Apply to the Federal Court of Canada for judicial review
Under Canada’s immigration law, you can ask the Federal Court of Canada to review immigration decisions.
There are deadlines to apply for a review. For example, if the Immigration and Refugee Board (IRB) rejects your claim for refugee protection, you must file an application for a Federal Court review within 15 days of the IRB decision. If you want to apply for a review, you may want to get legal advice as soon as possible.
A review by the Federal Court is a 2-stage process:
- leave stage
- judicial review stage
Stage 1: Leave
In the first stage, called the leave stage, the Court reviews the documents about your case. You must show the Court that the decision was not fair or reasonable , or that there was an error.

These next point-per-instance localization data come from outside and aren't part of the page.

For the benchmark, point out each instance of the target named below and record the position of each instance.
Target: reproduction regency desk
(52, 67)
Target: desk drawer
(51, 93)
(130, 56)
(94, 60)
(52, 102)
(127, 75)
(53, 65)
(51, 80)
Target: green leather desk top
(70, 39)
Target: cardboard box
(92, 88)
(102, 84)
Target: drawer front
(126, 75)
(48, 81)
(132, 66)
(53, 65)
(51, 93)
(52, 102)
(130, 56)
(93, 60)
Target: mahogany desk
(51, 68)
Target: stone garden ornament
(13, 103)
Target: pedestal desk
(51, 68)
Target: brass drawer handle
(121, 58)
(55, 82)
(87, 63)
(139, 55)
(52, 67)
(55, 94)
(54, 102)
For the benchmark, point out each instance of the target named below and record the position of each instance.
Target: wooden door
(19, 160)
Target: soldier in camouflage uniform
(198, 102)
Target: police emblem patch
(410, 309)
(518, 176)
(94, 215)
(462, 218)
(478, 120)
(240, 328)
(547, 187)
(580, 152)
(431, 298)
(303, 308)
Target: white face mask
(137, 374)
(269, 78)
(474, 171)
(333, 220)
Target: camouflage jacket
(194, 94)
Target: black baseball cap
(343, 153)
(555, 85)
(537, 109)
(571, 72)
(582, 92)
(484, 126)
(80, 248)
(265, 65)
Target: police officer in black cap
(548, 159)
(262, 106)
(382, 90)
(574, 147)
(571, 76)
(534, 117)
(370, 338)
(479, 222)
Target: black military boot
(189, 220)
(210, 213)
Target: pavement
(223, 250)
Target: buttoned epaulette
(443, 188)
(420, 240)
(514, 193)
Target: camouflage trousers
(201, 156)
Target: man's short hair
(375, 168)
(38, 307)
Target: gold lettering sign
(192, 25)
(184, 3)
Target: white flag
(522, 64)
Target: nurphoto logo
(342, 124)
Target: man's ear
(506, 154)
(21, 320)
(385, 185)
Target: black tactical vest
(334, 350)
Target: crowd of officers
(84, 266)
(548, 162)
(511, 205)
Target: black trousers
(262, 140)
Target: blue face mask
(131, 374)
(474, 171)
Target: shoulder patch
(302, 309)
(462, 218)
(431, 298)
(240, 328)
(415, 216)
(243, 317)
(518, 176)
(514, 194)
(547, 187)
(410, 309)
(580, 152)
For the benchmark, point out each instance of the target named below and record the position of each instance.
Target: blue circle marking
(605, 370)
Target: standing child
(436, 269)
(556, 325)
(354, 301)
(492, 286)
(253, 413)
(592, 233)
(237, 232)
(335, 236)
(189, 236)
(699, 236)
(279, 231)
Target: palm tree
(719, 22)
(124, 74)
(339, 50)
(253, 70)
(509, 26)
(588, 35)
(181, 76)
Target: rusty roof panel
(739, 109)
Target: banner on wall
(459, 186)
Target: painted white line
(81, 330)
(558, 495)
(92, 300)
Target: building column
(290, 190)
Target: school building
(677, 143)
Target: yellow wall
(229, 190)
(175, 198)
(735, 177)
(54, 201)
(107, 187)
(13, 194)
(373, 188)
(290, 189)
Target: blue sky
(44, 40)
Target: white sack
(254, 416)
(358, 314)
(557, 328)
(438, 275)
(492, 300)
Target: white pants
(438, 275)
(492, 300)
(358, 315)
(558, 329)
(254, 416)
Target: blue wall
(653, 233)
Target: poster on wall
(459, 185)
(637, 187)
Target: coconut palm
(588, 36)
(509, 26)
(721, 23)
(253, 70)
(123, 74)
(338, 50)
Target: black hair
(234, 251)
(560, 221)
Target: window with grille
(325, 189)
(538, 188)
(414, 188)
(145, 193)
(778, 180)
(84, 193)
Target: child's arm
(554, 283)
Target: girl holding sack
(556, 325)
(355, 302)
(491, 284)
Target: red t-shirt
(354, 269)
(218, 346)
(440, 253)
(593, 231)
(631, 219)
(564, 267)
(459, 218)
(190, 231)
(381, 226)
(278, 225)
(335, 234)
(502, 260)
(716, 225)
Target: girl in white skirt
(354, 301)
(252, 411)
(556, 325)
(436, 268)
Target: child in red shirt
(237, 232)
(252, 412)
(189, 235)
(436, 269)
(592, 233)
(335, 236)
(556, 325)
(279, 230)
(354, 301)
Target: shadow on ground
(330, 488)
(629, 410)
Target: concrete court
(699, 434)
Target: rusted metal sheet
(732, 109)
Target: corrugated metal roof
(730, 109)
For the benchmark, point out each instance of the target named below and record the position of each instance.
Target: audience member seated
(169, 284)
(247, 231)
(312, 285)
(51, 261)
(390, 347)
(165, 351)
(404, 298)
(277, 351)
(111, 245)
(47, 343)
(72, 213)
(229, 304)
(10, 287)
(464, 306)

If the Court gives leave, it means it agrees to examine the decision in depth.
Stage 2: Judicial review
The second stage is called the judicial review. At this stage, you (with or without a lawyer) can attend an oral hearing before the Court and explain why you believe the original IRB decision was wrong.
Staying in Canada during the Federal Court’s review
The status of your removal order depends on which IRB division made the decision you’re asking the Court to review. For decisions made by the IRB’s:
- Refugee Appeal Division
- Your removal order is on hold. You can stay in Canada until the Court makes a decision.
- Refugee Protection Division
- Your removal order is not on hold. You may need to leave Canada.
Federal Court of Canada decisions
If the Court agrees with the IRB’s original decision and finds there was no error, you’ll have to leave Canada.
If the Court returns your case to the IRB, your case will be reconsidered. This does not mean the IRB will reverse the original decision.